Writing a Batch Application with Quarkus

What is Batch Processing?

Batch processing is typified by bulk-oriented, non-interactive, background execution. Frequently long-running, it may be data or computationally intensive, execute sequentially or in parallel, and may be initiated through various invocation models, including ad hoc, scheduled, and on-demand.

Why Batch?

  • Use idle resources and shift processing time by scheduling Jobs to off-peak hours

  • Process high-volume datasets and manage extensive repeated work.
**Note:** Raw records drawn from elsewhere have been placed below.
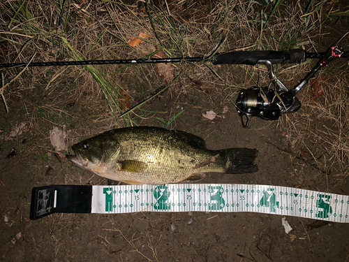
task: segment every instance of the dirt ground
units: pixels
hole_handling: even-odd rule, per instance
[[[218,72],[222,73],[224,67],[219,68]],[[242,72],[243,69],[237,68],[237,75]],[[301,79],[298,78],[287,85],[295,85]],[[2,261],[349,261],[348,224],[294,217],[286,217],[293,228],[288,234],[281,224],[283,217],[259,213],[54,214],[31,221],[34,187],[107,184],[107,180],[57,158],[50,141],[50,130],[55,126],[63,129],[64,125],[70,147],[116,127],[101,93],[87,92],[80,96],[89,99],[95,96],[91,104],[87,99],[45,107],[54,105],[53,98],[62,96],[59,101],[64,101],[65,96],[70,97],[64,86],[69,85],[68,79],[52,92],[45,89],[46,80],[50,79],[8,93],[8,114],[0,107],[3,133],[0,140]],[[84,81],[80,78],[73,85],[78,87]],[[137,85],[135,81],[129,86]],[[334,165],[326,173],[312,166],[311,161],[283,150],[290,143],[281,128],[285,116],[279,122],[253,118],[251,128],[243,129],[232,103],[235,98],[229,96],[231,90],[222,89],[219,82],[207,85],[209,89],[192,87],[180,95],[170,89],[147,108],[164,112],[161,117],[167,119],[184,110],[168,128],[203,138],[209,149],[257,148],[259,170],[243,175],[209,173],[198,182],[269,184],[349,194],[348,177],[341,179],[343,168]],[[229,110],[223,113],[225,107]],[[61,109],[61,114],[57,108]],[[302,108],[288,117],[300,117],[307,110]],[[204,118],[202,113],[208,110],[220,117],[214,120]],[[58,124],[54,118],[57,115],[66,117],[65,121],[60,119]],[[22,132],[5,140],[5,135],[21,123]],[[163,127],[154,118],[138,119],[138,124]],[[310,143],[309,145],[316,146]],[[12,148],[18,154],[7,159]],[[317,159],[322,161],[319,156]],[[188,223],[191,219],[193,222]]]
[[[175,108],[176,103],[169,96],[158,100],[152,106],[161,110]],[[235,109],[229,105],[229,112],[224,114],[224,118],[204,119],[200,115],[202,108],[209,108],[205,103],[209,96],[200,96],[197,108],[181,105],[186,111],[177,119],[176,129],[201,136],[210,149],[258,148],[260,168],[253,174],[210,174],[200,182],[262,184],[320,191],[327,191],[328,183],[334,182],[335,175],[326,177],[317,169],[292,159],[267,143],[285,147],[277,122],[253,119],[252,128],[244,129]],[[214,109],[221,113],[224,105],[215,103]],[[27,121],[25,112],[2,113],[6,121]],[[313,228],[309,225],[314,220],[298,217],[287,217],[293,228],[289,234],[285,233],[281,216],[258,213],[194,212],[191,216],[186,212],[55,214],[31,221],[33,187],[107,183],[66,160],[60,163],[52,153],[47,153],[50,145],[47,137],[47,133],[36,137],[24,131],[15,140],[6,143],[1,151],[3,221],[0,230],[3,261],[147,261],[140,253],[159,261],[346,261],[348,257],[348,224],[325,223]],[[27,142],[23,145],[24,138]],[[22,150],[31,148],[30,144],[36,144],[39,151]],[[6,159],[11,147],[18,149],[19,153]],[[45,152],[47,159],[40,159]],[[49,166],[53,173],[47,175],[45,173]],[[330,192],[348,194],[349,187],[347,183],[341,183],[331,187]],[[13,221],[11,226],[5,223],[5,217],[10,222]],[[191,217],[193,223],[188,224]],[[174,231],[171,229],[172,225],[174,225]],[[16,240],[16,234],[20,232],[22,237]]]

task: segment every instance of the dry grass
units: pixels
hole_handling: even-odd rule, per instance
[[[142,1],[123,4],[82,1],[67,2],[62,7],[60,2],[54,1],[1,1],[0,62],[27,62],[34,54],[36,61],[77,60],[79,57],[142,58],[154,53],[156,47],[174,57],[207,56],[216,50],[241,49],[325,50],[327,47],[320,44],[328,32],[324,24],[332,19],[329,13],[339,12],[340,1],[323,1],[307,6],[297,2],[285,6],[276,1],[275,8],[271,4],[266,6],[268,2],[208,1],[201,5],[195,1],[168,1],[167,5],[159,6],[152,2],[145,5]],[[152,38],[138,47],[130,47],[126,41],[140,32]],[[339,71],[335,67],[343,64],[336,63],[322,73],[327,77],[323,97],[310,101],[311,91],[305,87],[297,96],[302,108],[283,117],[279,122],[295,152],[307,148],[319,166],[338,171],[341,177],[348,172],[349,74],[348,66],[342,66]],[[267,72],[262,66],[211,67],[209,63],[174,66],[175,75],[182,73],[170,87],[174,101],[193,90],[205,92],[195,89],[198,82],[214,89],[214,94],[222,93],[225,103],[234,101],[240,88],[269,84]],[[311,61],[297,66],[285,64],[279,66],[277,73],[291,87],[311,67]],[[1,71],[8,82],[20,70]],[[22,108],[37,132],[43,131],[41,121],[50,125],[71,125],[84,119],[88,124],[70,126],[75,133],[89,130],[92,126],[94,133],[97,133],[116,126],[136,125],[142,119],[161,117],[155,111],[147,111],[147,105],[118,117],[124,112],[119,100],[124,97],[120,93],[128,89],[130,104],[135,105],[137,98],[145,97],[165,84],[154,64],[37,67],[27,68],[1,94],[10,112]],[[35,97],[29,99],[29,94]],[[16,103],[14,98],[22,103]],[[208,99],[208,103],[216,102],[214,95]]]

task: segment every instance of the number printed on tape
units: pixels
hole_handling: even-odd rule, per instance
[[[255,212],[348,223],[349,196],[256,184],[93,186],[92,213]]]

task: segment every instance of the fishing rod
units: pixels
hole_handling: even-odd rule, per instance
[[[300,63],[307,59],[321,58],[325,52],[307,52],[302,49],[291,50],[289,52],[283,51],[235,51],[212,56],[213,64],[246,64],[254,66],[260,59],[269,60],[273,64],[281,64],[286,60],[289,63]],[[349,52],[345,52],[343,57],[349,57]],[[116,60],[86,60],[86,61],[54,61],[49,62],[5,63],[0,64],[0,68],[6,67],[26,66],[84,66],[98,64],[156,64],[179,63],[181,61],[200,62],[209,60],[210,57],[176,57],[176,58],[147,58],[139,59]]]
[[[229,52],[207,57],[147,58],[139,59],[58,61],[49,62],[8,63],[0,64],[0,68],[15,66],[61,66],[98,64],[132,64],[155,63],[180,63],[181,61],[211,61],[218,64],[246,64],[255,66],[263,64],[268,70],[268,75],[272,87],[251,87],[240,91],[236,102],[237,112],[241,117],[242,124],[247,128],[252,117],[258,117],[266,120],[276,120],[281,114],[298,110],[301,103],[296,94],[323,66],[332,61],[349,57],[349,52],[344,52],[339,45],[334,45],[325,52],[308,52],[302,49],[283,51],[236,51]],[[274,65],[288,61],[290,64],[299,64],[308,59],[319,59],[316,66],[293,89],[288,89],[274,74]],[[131,112],[124,112],[125,115]],[[244,122],[243,117],[246,117]]]

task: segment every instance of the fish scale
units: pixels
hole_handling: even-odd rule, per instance
[[[72,147],[68,159],[96,175],[128,184],[163,184],[197,180],[205,173],[252,173],[258,150],[207,150],[205,140],[181,131],[150,126],[105,132]]]

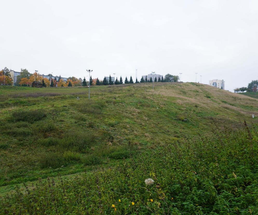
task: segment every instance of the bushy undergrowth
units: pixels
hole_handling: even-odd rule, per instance
[[[0,213],[257,214],[258,134],[245,130],[214,131],[72,180],[17,188],[1,200]]]
[[[45,111],[40,110],[16,111],[12,115],[14,121],[29,122],[40,120],[46,116]]]

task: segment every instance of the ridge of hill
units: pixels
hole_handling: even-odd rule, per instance
[[[258,99],[154,86],[0,87],[0,213],[258,212]]]

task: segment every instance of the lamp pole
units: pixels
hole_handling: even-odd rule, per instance
[[[90,69],[89,69],[88,70],[86,70],[86,71],[87,71],[87,72],[88,72],[89,73],[89,100],[90,100],[90,77],[91,77],[90,73],[92,72],[92,71],[93,71],[93,70],[91,70]]]
[[[152,78],[152,89],[154,90],[154,73],[155,73],[155,72],[152,72],[151,73],[153,74],[153,78]]]
[[[36,83],[35,84],[35,87],[37,87],[37,72],[38,72],[37,70],[35,70],[35,72],[36,72]]]
[[[179,74],[180,74],[180,86],[181,86],[181,75],[182,73],[179,73]]]

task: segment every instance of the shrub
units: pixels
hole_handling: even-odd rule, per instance
[[[18,110],[13,112],[13,118],[15,121],[25,121],[33,123],[40,120],[46,116],[43,110]]]
[[[56,146],[59,143],[59,140],[55,137],[48,137],[47,138],[39,139],[37,142],[39,144],[45,146]]]
[[[80,160],[81,155],[78,152],[71,151],[66,151],[64,153],[64,158],[66,160],[69,161]]]
[[[94,154],[89,154],[84,157],[83,162],[85,165],[93,165],[100,164],[101,159],[99,157]]]
[[[43,154],[39,160],[42,168],[56,168],[65,165],[63,154],[59,152],[48,152]]]
[[[70,130],[67,132],[65,137],[60,140],[60,144],[64,149],[82,151],[90,146],[95,138],[94,135]]]
[[[108,156],[109,158],[117,160],[129,157],[130,153],[127,150],[121,149],[119,151],[115,151],[110,154]]]

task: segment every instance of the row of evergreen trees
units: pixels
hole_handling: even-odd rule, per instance
[[[85,79],[85,78],[84,78],[84,81]],[[92,79],[91,79],[92,80]],[[145,79],[143,78],[143,77],[142,77],[141,78],[141,79],[140,80],[140,81],[138,81],[138,80],[137,79],[137,78],[136,78],[136,80],[135,80],[135,83],[144,83],[145,82],[152,82],[152,78],[151,77],[150,79],[148,79],[147,78],[147,76],[146,76],[146,77],[145,77]],[[164,82],[164,79],[163,78],[163,76],[162,76],[162,77],[161,79],[160,79],[160,78],[159,77],[159,78],[158,80],[157,79],[157,78],[156,77],[155,77],[155,78],[154,79],[154,82]],[[117,79],[117,78],[116,79],[114,82],[113,81],[113,80],[112,80],[112,77],[111,77],[111,76],[110,75],[109,78],[108,79],[105,77],[103,79],[103,81],[100,81],[99,80],[98,78],[97,78],[97,81],[96,82],[96,85],[113,85],[113,84],[123,84],[124,83],[124,82],[123,81],[123,79],[122,78],[122,76],[120,76],[120,79],[119,80],[118,80]],[[126,76],[125,77],[125,84],[133,84],[134,83],[133,81],[133,79],[132,77],[132,76],[131,76],[130,77],[130,80],[128,80],[128,79],[127,78],[127,77]],[[91,84],[91,85],[92,85],[92,83]],[[86,85],[83,85],[83,86],[86,86]]]

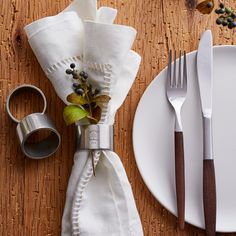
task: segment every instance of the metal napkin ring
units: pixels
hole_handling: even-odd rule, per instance
[[[77,126],[78,149],[113,150],[112,125]]]
[[[25,89],[29,89],[32,92],[38,92],[40,96],[43,98],[44,108],[41,113],[33,113],[27,115],[22,120],[16,119],[11,111],[10,111],[10,102],[11,98],[16,95],[18,92],[23,92]],[[60,134],[57,132],[53,122],[51,119],[44,114],[47,108],[47,101],[44,93],[37,88],[36,86],[30,84],[24,84],[17,88],[15,88],[8,95],[6,110],[9,117],[18,123],[16,127],[17,135],[19,138],[19,142],[21,145],[21,149],[23,153],[32,158],[32,159],[42,159],[48,157],[55,153],[60,146],[61,138]],[[36,143],[28,142],[29,137],[36,132],[46,130],[49,131],[50,134],[43,140],[40,140]]]

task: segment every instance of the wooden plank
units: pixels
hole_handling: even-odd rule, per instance
[[[236,7],[233,0],[227,2]],[[23,27],[58,13],[69,0],[1,0],[0,3],[0,235],[60,235],[75,133],[58,115],[64,105],[40,69]],[[100,0],[99,5],[117,8],[116,22],[134,26],[138,32],[134,49],[142,56],[142,65],[116,117],[115,149],[132,184],[145,235],[203,235],[202,230],[190,225],[179,231],[175,217],[147,190],[132,151],[132,122],[145,88],[166,66],[169,48],[195,50],[201,32],[209,28],[213,30],[215,44],[235,44],[234,31],[216,26],[214,14],[203,16],[195,11],[194,0]],[[5,113],[7,94],[22,83],[32,83],[45,92],[48,113],[62,135],[60,150],[45,160],[34,161],[22,155],[15,137],[16,125]],[[35,106],[28,102],[31,108]]]

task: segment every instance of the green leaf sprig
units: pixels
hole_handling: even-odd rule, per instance
[[[72,63],[66,70],[76,81],[73,83],[74,92],[67,96],[70,105],[66,106],[63,117],[67,125],[79,122],[83,125],[97,124],[101,119],[102,106],[110,101],[110,97],[100,94],[100,90],[89,83],[88,74],[78,71]]]
[[[84,71],[78,71],[75,64],[70,64],[66,74],[72,75],[76,81],[73,83],[74,92],[67,96],[70,105],[66,106],[63,117],[67,125],[79,122],[81,125],[97,124],[101,119],[102,106],[110,101],[106,94],[93,88],[89,83],[89,76]],[[94,152],[91,151],[93,174],[95,176]]]

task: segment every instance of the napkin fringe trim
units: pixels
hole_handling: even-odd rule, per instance
[[[89,155],[89,158],[90,158],[90,155]],[[100,159],[100,155],[101,155],[100,151],[95,152],[95,155],[94,155],[95,166],[97,165]],[[81,208],[81,203],[83,200],[83,192],[91,176],[93,175],[92,161],[91,160],[88,160],[88,161],[90,162],[88,163],[87,168],[84,171],[84,173],[82,173],[82,177],[77,185],[75,198],[73,200],[72,214],[71,214],[73,236],[79,236],[81,234],[80,232],[80,208]]]

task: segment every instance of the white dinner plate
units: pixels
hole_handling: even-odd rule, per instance
[[[236,231],[236,46],[214,47],[213,149],[219,232]],[[205,228],[202,198],[203,139],[196,52],[187,55],[188,92],[182,110],[185,152],[185,219]],[[138,105],[133,146],[139,171],[154,197],[176,215],[174,113],[164,69]]]

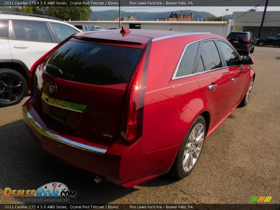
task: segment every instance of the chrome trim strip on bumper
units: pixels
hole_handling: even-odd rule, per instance
[[[104,155],[107,151],[107,150],[101,149],[91,146],[89,146],[86,144],[84,144],[76,141],[74,141],[48,131],[41,126],[33,118],[27,110],[26,106],[24,105],[22,106],[22,110],[30,123],[41,134],[45,136],[50,138],[54,140],[66,144],[69,146],[86,150],[89,152],[95,153],[101,155]]]

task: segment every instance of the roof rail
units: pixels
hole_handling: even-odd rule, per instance
[[[38,14],[34,14],[32,13],[23,13],[21,12],[16,12],[15,11],[11,11],[8,10],[0,10],[0,14],[13,14],[16,15],[24,15],[28,16],[33,16],[34,17],[38,17],[39,18],[48,18],[49,19],[53,19],[53,20],[60,20],[62,21],[62,20],[58,18],[55,18],[50,16],[48,16],[47,15],[38,15]]]

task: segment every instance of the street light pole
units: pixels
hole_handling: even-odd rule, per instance
[[[120,28],[120,0],[119,0],[119,28]]]
[[[225,20],[227,19],[227,13],[228,13],[228,9],[225,9]]]
[[[266,0],[265,2],[265,10],[263,11],[263,14],[262,15],[262,23],[260,24],[260,31],[259,32],[259,34],[258,35],[258,38],[260,36],[260,34],[262,33],[262,26],[263,25],[263,22],[265,21],[265,12],[266,12],[266,9],[267,8],[267,4],[268,4],[268,0]]]

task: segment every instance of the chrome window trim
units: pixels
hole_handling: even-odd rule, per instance
[[[172,38],[174,37],[177,37],[178,36],[186,36],[186,35],[194,35],[195,34],[211,34],[211,33],[209,32],[197,32],[196,33],[183,33],[183,34],[174,34],[174,35],[170,35],[169,36],[162,36],[161,37],[158,37],[153,38],[152,41],[156,41],[159,40],[162,40],[162,39],[166,39],[169,38]]]
[[[35,120],[28,111],[26,106],[22,106],[22,111],[30,123],[42,135],[69,146],[89,152],[104,155],[107,151],[107,150],[79,143],[50,132],[44,128]]]
[[[184,78],[185,77],[186,77],[188,76],[192,76],[194,75],[194,73],[192,73],[192,74],[187,74],[186,75],[184,75],[184,76],[181,76],[179,77],[176,77],[176,75],[177,74],[177,72],[178,71],[178,70],[179,69],[179,67],[180,66],[180,64],[181,64],[181,62],[182,61],[182,60],[183,59],[183,57],[184,56],[184,55],[185,54],[185,52],[186,51],[186,50],[187,49],[187,48],[188,48],[188,47],[191,45],[192,45],[193,44],[194,44],[195,43],[197,42],[200,42],[201,41],[203,41],[204,40],[208,39],[211,39],[212,38],[214,38],[214,37],[211,37],[211,38],[204,38],[202,39],[200,39],[199,40],[196,40],[195,41],[194,41],[193,42],[190,42],[189,43],[187,44],[186,46],[185,46],[185,48],[184,48],[184,50],[183,50],[183,52],[182,53],[182,54],[181,55],[181,56],[180,57],[180,59],[179,59],[179,62],[178,62],[178,63],[177,64],[177,66],[176,66],[176,68],[175,69],[175,71],[174,73],[173,74],[173,76],[172,76],[172,78],[171,79],[172,80],[174,80],[176,79],[181,79],[182,78]],[[212,70],[212,69],[211,69]],[[203,72],[205,72],[205,71],[203,71]]]
[[[186,51],[186,50],[187,49],[187,48],[191,44],[194,44],[196,42],[197,42],[200,41],[203,41],[206,39],[220,39],[222,41],[225,41],[225,40],[221,38],[219,38],[218,37],[208,37],[207,38],[204,38],[202,39],[200,39],[199,40],[196,40],[192,42],[190,42],[189,43],[188,43],[187,44],[186,46],[185,47],[185,48],[184,48],[184,50],[183,50],[183,52],[182,52],[182,55],[181,55],[181,57],[180,57],[180,59],[179,60],[179,62],[178,62],[178,64],[177,64],[177,65],[176,66],[176,68],[175,69],[175,72],[173,74],[173,76],[172,77],[172,78],[171,79],[172,80],[175,80],[178,79],[181,79],[182,78],[185,78],[185,77],[188,77],[190,76],[194,76],[197,74],[203,74],[204,73],[206,73],[207,72],[209,72],[210,71],[216,71],[216,70],[219,70],[220,69],[225,69],[225,68],[228,68],[230,67],[232,67],[232,66],[238,66],[240,65],[234,65],[234,66],[223,66],[219,68],[218,68],[217,69],[210,69],[210,70],[208,70],[207,71],[202,71],[200,72],[196,72],[195,73],[193,73],[192,74],[188,74],[187,75],[185,75],[185,76],[181,76],[178,77],[176,77],[176,75],[177,74],[177,72],[178,71],[178,69],[179,69],[179,66],[180,65],[180,64],[181,63],[181,62],[182,61],[182,59],[183,59],[183,56],[184,56],[184,54],[185,54],[185,52]],[[226,42],[225,42],[225,43],[226,43]],[[231,48],[237,54],[238,56],[239,55],[239,54],[237,53],[237,51],[236,50],[235,50],[232,48]],[[239,56],[239,59],[240,58],[240,56]]]
[[[219,44],[219,43],[218,43],[218,41],[221,41],[221,42],[224,42],[224,43],[225,43],[226,44],[227,44],[229,46],[230,46],[230,47],[233,50],[233,51],[234,52],[235,52],[236,53],[236,55],[237,55],[237,57],[238,57],[238,58],[239,58],[239,61],[241,61],[241,60],[242,60],[242,58],[241,58],[241,57],[240,56],[240,55],[239,55],[239,53],[238,53],[238,52],[237,52],[237,51],[234,48],[233,48],[233,47],[232,47],[231,46],[230,46],[230,45],[231,45],[231,44],[230,44],[230,43],[228,43],[228,42],[226,41],[225,41],[225,40],[224,40],[224,39],[221,39],[221,38],[216,38],[217,39],[220,39],[220,40],[217,40],[217,43],[218,43],[218,45]],[[219,46],[218,47],[219,47],[220,48],[220,49],[221,52],[222,50],[221,50],[221,49],[220,49],[221,47],[220,46]],[[226,61],[225,60],[225,64],[226,65],[226,62],[225,62],[225,61]],[[240,66],[240,65],[241,65],[241,64],[239,64],[239,65],[232,65],[232,66],[226,66],[225,67],[227,67],[227,68],[230,68],[230,67],[233,67],[233,66]]]

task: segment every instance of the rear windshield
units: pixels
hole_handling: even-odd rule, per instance
[[[99,85],[129,82],[141,49],[69,41],[43,68],[53,76]]]
[[[249,38],[249,34],[246,33],[241,33],[238,32],[231,33],[230,34],[228,37],[230,38]]]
  • Handle complex business logic

Writing a Batch Application

Getting Started

Add the io.quarkiverse.jberet:quarkus-jberet extension first to the build file:

pom.xml
<dependency>
    <groupId>io.quarkiverse.jberet</groupId>
    <artifactId>quarkus-jberet</artifactId>
    <version>2.8.0</version>
</dependency>
build.gradle
implementation("io.quarkiverse.jberet:quarkus-jberet:2.8.0")

Job and Steps

A Job is an entity that encapsulates an entire batch process, and it is simply a container for Steps. A Step is a domain object that encapsulates an independent, sequential phase of a batch job. A Step can be as simple as loading data from a file into the database or as complex as processing payments in a banking system. A batch Step is either a Chunk or a Batchlet.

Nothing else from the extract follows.